Eradication of bone marrow lymphoma and normal B cells occurred after anti-CD19 CAR T cell infusion. a | A patient with follicular lymphoma (patient 1 in Table 1) had extensive bone marrow involvement with lymphoma before treatment with chemotherapy followed by anti-CD19 CAR T cells and IL-2. The lymphoma cells expressed the B-cell markers CD19, CD79a, and CD20. b | 14 weeks after treatment, the lymphoma as well as normal B cells were absent. Abbreviations: CAR, chimeric antigen receptor; H&E, haematoxylin and eosin; IL, interleukin. The CD19 and CD79a panels of part a are reproduced with permission from American Society of Hematology © Kochenderfer, J. N. et al. Blood 116, 4099–4102 (2010).

Figure 3 |

Eradication of bone marrow and blood CLL cells occurred in a patient treated with chemotherapy followed by anti-CD19 CAR T cells and IL-2. a | Before treatment almost all bone marrow CD19+ B-lineage cells also expressed CD5. Expression of CD5 together with CD19 is an aberrant phenotype that is typical for CLL. 14 months after treatment, the aberrant CD19+, CD5+ population is absent. b | Blood B cells, most of which were CLL cells, were eliminated after treatment. B cells, which were defined as CD19+ cells, were assayed by flow cytometry. The results are from patient 3 from Table 1. Abbreviations: CAR, chimeric antigen receptor; CLL, chronic lymphocytic leukaemia; IL, interleukin. Reproduced with permission from American Society of Hematology © Kochenderfer, J. N. et al. Blood 119, 2709–2720 (2012).

Figure 4 |

Regression of adenopathy occurred in a patient with CLL after treatment with chemotherapy followed by an infusion of anti-CD19 CAR T cells and IL-2. The arrow indicates the adenopathy. The CT scans are of patient 7 in Table 1: a | Before treatment, b | 32 days after the anti-CD19 CAR T cell infusion, c | 132 days after infusion, and d | 645 days after infusion. Abbreviations: CAR, chimeric antigen receptor; IL, interleukin. Parts a, b and c reproduced with permission from American Society of Hematology © Blood 119, 2709–2720 (2012).

Figure 5 |

A schematic of our current approach to anti-CD19 CAR T cell therapy is shown. The ex vivo cell processing takes 10 days. The lymphocyte-depleting chemotherapy regimen consists of fludarabine and cyclophosphamide. All patients receive 25 mg/m2 of fludarabine daily for 5 days. The cyclophosphamide dose depends on the patient’s platelet count.
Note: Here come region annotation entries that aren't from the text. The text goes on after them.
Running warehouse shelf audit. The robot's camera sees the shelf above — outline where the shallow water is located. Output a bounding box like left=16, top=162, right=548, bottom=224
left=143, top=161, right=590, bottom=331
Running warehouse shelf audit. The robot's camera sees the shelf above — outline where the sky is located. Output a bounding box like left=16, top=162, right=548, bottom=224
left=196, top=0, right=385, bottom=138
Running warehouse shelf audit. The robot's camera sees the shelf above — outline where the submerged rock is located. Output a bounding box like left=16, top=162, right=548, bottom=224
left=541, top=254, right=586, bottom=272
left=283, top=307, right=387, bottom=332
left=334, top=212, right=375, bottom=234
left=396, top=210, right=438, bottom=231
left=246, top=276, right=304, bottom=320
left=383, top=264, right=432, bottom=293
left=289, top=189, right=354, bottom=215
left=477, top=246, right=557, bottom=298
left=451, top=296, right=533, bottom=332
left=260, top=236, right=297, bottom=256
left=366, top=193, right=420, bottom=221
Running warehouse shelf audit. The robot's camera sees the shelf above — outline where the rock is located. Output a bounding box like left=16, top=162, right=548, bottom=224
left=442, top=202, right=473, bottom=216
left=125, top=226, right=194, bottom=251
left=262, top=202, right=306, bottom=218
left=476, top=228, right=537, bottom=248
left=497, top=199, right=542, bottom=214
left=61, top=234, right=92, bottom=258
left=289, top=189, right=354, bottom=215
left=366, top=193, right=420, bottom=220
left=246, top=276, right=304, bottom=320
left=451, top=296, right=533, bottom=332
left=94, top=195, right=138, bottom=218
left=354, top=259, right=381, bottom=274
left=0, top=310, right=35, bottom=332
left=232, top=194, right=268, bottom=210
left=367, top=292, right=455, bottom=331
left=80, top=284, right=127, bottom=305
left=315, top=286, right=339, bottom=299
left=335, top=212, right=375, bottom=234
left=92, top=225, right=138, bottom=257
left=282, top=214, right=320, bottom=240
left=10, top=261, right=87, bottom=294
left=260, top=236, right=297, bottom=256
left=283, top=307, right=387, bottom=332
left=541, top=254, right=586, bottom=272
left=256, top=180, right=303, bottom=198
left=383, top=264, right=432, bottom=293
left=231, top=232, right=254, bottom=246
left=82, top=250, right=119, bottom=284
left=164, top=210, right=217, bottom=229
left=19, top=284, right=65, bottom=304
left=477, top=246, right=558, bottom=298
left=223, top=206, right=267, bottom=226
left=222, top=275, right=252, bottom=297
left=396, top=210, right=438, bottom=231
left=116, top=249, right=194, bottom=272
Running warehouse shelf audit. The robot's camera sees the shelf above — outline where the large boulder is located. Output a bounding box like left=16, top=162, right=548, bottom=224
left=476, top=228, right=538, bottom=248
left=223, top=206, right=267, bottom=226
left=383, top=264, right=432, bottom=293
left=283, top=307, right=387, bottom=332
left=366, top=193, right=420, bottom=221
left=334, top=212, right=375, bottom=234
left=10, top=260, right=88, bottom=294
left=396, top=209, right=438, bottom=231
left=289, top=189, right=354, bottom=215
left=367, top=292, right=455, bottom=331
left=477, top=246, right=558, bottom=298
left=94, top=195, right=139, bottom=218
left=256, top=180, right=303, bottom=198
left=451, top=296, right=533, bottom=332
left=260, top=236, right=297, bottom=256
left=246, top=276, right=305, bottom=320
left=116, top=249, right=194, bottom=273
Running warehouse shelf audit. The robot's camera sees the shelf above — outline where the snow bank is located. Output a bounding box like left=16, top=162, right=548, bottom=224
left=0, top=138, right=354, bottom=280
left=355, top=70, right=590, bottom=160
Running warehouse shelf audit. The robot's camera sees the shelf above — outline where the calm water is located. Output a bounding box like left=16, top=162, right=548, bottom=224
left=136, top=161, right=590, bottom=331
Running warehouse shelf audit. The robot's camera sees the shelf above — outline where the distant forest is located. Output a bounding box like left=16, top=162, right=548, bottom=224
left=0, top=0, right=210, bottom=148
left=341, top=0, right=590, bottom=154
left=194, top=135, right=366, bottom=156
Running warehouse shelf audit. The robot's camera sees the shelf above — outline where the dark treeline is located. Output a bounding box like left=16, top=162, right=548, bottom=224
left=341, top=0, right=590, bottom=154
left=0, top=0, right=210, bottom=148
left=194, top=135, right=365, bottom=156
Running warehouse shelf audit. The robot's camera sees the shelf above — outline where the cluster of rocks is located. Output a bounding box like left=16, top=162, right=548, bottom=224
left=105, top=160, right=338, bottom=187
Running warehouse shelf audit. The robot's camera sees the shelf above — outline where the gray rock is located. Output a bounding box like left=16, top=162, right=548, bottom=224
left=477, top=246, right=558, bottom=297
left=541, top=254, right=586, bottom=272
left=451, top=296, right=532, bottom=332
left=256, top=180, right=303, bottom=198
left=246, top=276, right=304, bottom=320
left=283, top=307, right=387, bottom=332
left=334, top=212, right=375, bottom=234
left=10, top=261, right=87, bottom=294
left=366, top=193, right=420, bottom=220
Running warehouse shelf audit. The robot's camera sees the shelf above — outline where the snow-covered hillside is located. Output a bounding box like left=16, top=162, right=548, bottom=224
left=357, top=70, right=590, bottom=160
A cyclophosphamide dose of 60 mg/kg daily for 2 days is administered to patients with a blood platelet count of 100,000/μl or more. A cyclophosphamide dose of 30 mg/kg daily for 2 days is administered to patients with a blood platelet count between 75,000 and 99,000/μl. Patients with platelet counts less than 75,000/μL are not eligible for the clinical trial. Abbreviations: CAR, chimeric antigen receptor; PBMC, peripheral blood mononuclear cell.